From fear to euphoria -- cloud services for financial markets
By Joslin Vethakumar, BT 13-Oct-2010
It is now hard to imagine life without the convenience of online banking and trading with the “Whatever-Wherever-Whenever” phenomenon having weaved magic into the operations of financial institutions and wowed the investor community. Yet, security concerns had for long been a deterrent to net-based transactions, even threatening to hinder the growth of e-commerce that now holds great hope for business -- both retail and wholesale.
|"Even Nasdaq uses the cloud for data storage. Reports say Nasdaq adds up to 80GB of data everyday to the cloud." |
-- Joslin Vethakumar, BT
Not any longer as near fool-proof encryption, firewall technologies and multi-layered security mechanisms have helped erase apprehensions and led to sustained growth in electronic trading and business. What is more, financial markets, generally prone to cyclical recessionary storms, are now increasingly open even to the idea of embracing cloud-based services.

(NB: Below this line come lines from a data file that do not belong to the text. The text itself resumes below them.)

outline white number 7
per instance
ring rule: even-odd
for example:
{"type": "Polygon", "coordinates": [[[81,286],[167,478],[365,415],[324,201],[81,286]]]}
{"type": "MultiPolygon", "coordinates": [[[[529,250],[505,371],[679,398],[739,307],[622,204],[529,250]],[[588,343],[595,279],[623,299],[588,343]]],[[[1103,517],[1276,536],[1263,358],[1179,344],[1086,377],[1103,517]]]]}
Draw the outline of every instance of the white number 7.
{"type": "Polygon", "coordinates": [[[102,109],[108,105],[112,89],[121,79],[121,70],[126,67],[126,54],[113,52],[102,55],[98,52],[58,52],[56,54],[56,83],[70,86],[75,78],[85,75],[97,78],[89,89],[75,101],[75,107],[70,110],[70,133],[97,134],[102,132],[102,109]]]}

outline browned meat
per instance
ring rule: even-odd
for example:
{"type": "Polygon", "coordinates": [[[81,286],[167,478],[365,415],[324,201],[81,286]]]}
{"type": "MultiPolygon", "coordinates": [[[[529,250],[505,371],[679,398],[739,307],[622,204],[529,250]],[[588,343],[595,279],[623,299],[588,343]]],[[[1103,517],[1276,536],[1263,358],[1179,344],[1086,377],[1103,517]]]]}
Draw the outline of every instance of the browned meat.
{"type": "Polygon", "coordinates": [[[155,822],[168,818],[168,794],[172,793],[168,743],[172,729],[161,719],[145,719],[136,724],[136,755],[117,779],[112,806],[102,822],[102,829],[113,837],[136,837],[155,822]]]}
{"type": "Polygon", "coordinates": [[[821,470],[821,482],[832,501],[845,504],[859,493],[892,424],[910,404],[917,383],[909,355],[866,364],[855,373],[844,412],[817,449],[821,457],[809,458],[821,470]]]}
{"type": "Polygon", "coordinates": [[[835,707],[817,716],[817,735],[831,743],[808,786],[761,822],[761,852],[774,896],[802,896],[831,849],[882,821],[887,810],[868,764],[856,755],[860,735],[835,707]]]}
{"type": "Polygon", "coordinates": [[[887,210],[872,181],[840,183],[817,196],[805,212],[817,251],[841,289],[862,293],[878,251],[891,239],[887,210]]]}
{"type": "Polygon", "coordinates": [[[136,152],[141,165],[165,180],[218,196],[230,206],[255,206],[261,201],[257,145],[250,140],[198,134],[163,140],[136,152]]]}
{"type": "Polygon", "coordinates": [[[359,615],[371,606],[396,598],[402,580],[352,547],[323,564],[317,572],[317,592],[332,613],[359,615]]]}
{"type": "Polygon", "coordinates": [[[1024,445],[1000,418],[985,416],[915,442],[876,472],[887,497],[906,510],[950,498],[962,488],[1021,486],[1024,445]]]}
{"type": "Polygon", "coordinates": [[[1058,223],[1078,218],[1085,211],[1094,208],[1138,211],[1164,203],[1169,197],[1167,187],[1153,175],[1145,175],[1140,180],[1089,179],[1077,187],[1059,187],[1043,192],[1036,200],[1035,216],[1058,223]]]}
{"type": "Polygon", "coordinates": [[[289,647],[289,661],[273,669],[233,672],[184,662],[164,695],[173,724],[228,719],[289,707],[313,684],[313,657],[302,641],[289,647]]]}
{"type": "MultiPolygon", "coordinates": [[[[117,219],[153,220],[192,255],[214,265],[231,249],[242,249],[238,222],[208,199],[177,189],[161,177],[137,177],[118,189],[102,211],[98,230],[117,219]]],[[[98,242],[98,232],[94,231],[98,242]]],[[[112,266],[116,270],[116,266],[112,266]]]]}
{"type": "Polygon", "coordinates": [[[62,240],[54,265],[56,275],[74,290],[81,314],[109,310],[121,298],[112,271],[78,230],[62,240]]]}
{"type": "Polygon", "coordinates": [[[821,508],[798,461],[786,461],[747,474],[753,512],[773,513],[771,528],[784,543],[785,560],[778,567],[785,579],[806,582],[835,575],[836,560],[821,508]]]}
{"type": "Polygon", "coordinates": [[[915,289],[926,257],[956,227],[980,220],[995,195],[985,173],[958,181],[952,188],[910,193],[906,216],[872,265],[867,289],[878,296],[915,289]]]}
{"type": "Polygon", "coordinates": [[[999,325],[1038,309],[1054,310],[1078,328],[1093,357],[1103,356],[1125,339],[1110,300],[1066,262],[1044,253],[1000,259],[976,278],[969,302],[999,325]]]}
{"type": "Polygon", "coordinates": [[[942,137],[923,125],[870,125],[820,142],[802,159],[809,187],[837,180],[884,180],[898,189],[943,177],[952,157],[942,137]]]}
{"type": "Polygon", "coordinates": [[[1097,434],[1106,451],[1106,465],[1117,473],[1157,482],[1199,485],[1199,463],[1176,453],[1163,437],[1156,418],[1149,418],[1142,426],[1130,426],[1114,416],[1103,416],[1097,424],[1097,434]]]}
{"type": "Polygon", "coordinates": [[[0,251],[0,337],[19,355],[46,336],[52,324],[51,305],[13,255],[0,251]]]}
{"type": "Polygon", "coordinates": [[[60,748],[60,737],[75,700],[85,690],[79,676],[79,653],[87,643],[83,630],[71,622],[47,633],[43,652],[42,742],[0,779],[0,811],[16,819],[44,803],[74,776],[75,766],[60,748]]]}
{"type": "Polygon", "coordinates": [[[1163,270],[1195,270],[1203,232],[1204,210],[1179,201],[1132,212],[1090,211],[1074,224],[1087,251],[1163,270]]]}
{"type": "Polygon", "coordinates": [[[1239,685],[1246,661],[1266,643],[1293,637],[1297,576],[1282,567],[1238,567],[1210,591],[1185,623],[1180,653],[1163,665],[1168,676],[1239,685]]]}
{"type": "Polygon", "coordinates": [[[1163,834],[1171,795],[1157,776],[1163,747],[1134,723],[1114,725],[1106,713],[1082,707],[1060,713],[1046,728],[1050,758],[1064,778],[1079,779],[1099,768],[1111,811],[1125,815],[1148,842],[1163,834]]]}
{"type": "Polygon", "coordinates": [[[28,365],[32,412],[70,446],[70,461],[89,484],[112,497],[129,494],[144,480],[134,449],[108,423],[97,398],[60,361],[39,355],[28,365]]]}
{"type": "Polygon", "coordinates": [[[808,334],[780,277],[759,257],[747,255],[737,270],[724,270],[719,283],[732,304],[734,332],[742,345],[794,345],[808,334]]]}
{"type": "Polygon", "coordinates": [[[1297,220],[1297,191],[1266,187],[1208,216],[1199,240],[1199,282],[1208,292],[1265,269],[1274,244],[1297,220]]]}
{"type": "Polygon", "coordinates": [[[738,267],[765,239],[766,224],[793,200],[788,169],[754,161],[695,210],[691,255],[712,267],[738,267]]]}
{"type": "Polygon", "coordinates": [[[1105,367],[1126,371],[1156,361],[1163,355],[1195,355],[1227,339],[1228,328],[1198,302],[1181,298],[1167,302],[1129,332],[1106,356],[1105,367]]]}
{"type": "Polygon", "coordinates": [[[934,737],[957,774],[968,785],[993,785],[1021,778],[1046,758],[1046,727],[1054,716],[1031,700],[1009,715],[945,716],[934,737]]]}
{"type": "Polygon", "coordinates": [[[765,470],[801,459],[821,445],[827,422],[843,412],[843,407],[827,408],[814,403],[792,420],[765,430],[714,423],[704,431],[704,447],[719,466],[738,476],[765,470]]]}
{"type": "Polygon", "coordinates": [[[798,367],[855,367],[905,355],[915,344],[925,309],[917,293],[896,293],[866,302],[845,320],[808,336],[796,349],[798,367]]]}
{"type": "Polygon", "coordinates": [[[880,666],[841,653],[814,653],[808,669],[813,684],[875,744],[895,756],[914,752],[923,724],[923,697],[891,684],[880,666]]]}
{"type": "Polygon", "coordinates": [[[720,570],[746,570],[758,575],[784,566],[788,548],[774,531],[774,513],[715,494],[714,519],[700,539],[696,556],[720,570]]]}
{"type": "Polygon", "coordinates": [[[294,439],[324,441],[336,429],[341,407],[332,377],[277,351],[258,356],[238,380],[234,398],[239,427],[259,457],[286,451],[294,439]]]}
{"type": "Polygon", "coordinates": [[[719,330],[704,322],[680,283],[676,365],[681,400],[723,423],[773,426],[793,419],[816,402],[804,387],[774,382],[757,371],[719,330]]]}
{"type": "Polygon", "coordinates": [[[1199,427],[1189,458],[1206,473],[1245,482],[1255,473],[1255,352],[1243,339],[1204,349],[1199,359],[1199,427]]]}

While security and regulatory concerns may still keep some sceptics away from the cloud, particularly where it relates to transactional data, there is no question that any initial fear is now dramatically making way for euphoria.
Even Nasdaq uses the cloud for data storage. Reports say Nasdaq adds up to 80GB of data everyday to the cloud. Many of the world’s top exchanges, securities’ firms and investment managers have already thrown their weight behind managed infrastructure and begun evaluating various cloud options.
Market data demonstrate that cloud computing has well gone past the realm of hype. A Gartner report projects worldwide cloud services revenue to reach US$148.8 billion by 2014 from US$58.6 billion in 2009. The report also points out that the financial services sector is among the largest early adopters of cloud services. Significantly, they are beginning to go beyond emails and archiving as these alone cannot make a persuasive business case for cloud computing.
Another research firm, Ovum, also reports that interest from previously cautious end-users can be expected to increase rapidly over the next two to three years. It goes on to add that major global telecommunications service providers are well placed to tap the growing adoption of cloud by enterprises.
Twitter and Facebook
According to IDC, cloud computing will grow by 27% a year over the next few years. With businesses of every size already using public blogging and social networking portals such as Twitter and Facebook in a big way, the cloud is hardly an inhibiting factor now.
|Springboard Research estimated that 45% of organizations in the APEJ are either currently using or planning cloud initiatives, up from 22% in 2009.|
The US market share for cloud services is put at 60%, but Gartner expects this to come down to 50% by 2014 by when the UK is forecast to account for 29% of the market. The gulf is because privacy laws in the UK (and Europe) are more stringent than in the US and remain a barrier to widespread cloud adoption.
Within Asia Pacific, Japan has a 10% share of the global cloud revenues now. But upbeat projections are coming from Springboard Research, which has determined that 45% of organizations in Asia Pacific, excluding Japan (APEJ) are either currently using or planning cloud initiatives, up from 22% in 2009.